# In the Flesh and Being Human (BBC America)



## Fixer (Mar 29, 2005)

Looks like BBCA is shuffling some things around. According to their blog post dated April 4th, the fifth and final season of "Being Human" (UK) was supposed to premiere in the States on June 8th, and the three part mini-series "In the Flesh" was supposed to premiere on August 3rd.

The latest post dated May 22nd, now has "In the Flesh" starting two months early on June 6th, and "Being Human" starting one month later on July 13th.

Just thought I'd let those that are interested know.

___


----------



## dswallow (Dec 3, 2000)

You gotta watch "In The Flesh." It is an awesome piece of entertaining social commentary directly out of left field.


----------



## kyoo (Jan 23, 2006)

Indeed.. I just watched the first episode last night.. very interesting twist on the whole zombie Apocalypse thingy.. I didn't realize it was only a 3 part mini-series.. that sort of saddens me..


----------



## dswallow (Dec 3, 2000)

kyoo said:


> Indeed.. I just watched the first episode last night.. very interesting twist on the whole zombie Apocalypse thingy.. I didn't realize it was only a 3 part mini-series.. that sort of saddens me..

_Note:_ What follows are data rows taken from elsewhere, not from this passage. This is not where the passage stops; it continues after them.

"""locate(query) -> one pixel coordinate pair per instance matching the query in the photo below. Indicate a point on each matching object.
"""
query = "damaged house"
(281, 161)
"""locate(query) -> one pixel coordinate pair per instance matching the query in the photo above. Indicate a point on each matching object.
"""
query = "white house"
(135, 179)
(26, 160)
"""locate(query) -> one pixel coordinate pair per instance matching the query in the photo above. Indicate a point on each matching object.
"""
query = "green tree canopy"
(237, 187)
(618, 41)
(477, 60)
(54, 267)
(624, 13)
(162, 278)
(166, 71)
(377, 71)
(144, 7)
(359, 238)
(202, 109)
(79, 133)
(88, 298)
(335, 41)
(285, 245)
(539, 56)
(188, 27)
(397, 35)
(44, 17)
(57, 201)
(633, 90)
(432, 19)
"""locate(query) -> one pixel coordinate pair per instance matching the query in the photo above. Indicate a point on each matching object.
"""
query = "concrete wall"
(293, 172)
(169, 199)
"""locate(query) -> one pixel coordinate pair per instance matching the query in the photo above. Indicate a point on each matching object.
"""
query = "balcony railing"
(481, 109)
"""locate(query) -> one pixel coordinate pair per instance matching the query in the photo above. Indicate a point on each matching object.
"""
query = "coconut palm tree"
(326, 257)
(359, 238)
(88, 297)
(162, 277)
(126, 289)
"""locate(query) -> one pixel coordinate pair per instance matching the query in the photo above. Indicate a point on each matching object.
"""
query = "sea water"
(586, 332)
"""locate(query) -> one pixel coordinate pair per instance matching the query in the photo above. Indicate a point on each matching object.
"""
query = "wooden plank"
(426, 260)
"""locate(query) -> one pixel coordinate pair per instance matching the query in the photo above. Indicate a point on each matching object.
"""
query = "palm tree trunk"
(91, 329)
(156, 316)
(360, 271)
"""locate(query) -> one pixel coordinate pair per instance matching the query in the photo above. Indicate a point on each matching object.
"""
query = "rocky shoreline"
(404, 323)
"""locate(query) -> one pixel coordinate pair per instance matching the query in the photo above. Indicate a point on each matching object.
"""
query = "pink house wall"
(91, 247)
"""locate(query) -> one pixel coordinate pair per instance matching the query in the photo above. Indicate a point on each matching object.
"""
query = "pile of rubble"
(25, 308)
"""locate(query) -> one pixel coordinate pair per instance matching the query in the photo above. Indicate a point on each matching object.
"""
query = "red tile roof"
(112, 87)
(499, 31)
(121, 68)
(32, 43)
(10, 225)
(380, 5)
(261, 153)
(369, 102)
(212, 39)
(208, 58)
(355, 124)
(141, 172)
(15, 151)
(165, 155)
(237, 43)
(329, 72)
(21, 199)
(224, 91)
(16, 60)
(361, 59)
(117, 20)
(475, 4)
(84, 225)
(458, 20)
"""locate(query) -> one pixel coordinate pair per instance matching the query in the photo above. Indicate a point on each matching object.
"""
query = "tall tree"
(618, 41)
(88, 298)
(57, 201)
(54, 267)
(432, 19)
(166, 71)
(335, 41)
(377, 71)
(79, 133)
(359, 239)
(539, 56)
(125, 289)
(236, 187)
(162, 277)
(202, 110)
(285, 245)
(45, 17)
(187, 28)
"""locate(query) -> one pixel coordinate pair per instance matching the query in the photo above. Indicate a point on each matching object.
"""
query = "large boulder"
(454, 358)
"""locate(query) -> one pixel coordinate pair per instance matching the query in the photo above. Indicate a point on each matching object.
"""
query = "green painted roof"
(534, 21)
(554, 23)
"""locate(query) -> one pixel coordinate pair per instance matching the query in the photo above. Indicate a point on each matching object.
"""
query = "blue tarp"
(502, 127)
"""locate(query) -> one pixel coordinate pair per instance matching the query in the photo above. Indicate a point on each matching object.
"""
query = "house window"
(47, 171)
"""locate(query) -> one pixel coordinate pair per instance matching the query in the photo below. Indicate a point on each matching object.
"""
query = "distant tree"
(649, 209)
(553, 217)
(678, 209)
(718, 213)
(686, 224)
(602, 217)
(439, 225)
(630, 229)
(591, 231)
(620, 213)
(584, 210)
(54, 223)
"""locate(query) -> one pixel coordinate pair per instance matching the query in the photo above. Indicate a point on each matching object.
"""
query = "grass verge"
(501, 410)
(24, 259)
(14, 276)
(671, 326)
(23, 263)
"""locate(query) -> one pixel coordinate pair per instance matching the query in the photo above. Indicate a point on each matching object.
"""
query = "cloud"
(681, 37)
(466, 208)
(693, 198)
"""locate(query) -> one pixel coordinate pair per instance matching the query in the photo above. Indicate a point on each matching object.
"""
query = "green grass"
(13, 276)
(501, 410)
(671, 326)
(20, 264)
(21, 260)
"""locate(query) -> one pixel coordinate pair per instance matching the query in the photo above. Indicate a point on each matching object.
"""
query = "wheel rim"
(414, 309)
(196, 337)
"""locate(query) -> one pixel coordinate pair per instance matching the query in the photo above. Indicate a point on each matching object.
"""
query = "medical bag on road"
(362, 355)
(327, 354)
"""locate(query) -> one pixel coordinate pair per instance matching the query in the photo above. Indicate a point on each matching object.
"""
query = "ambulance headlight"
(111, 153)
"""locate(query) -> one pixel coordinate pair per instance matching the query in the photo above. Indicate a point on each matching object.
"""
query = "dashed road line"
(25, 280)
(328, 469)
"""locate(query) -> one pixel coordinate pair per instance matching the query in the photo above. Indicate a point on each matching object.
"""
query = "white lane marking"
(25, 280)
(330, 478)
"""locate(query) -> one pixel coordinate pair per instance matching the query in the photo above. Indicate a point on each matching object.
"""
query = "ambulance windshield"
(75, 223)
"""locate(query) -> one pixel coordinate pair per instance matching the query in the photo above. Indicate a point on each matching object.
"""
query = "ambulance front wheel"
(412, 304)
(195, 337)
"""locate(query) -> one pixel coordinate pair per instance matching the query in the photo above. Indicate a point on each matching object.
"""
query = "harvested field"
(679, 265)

There's a second (extended) series coming in 2014. Don't know if "extended" means anything significant; in UK TV terms, that might just mean 4 episodes instead of 3.


----------



## CoxInPHX (Jan 14, 2011)

Thank for the Heads Up, best piece of work I have seen on TV in a while.


----------



## sieglinde (Aug 11, 2002)

Only watched the first ep so far but it was very good


----------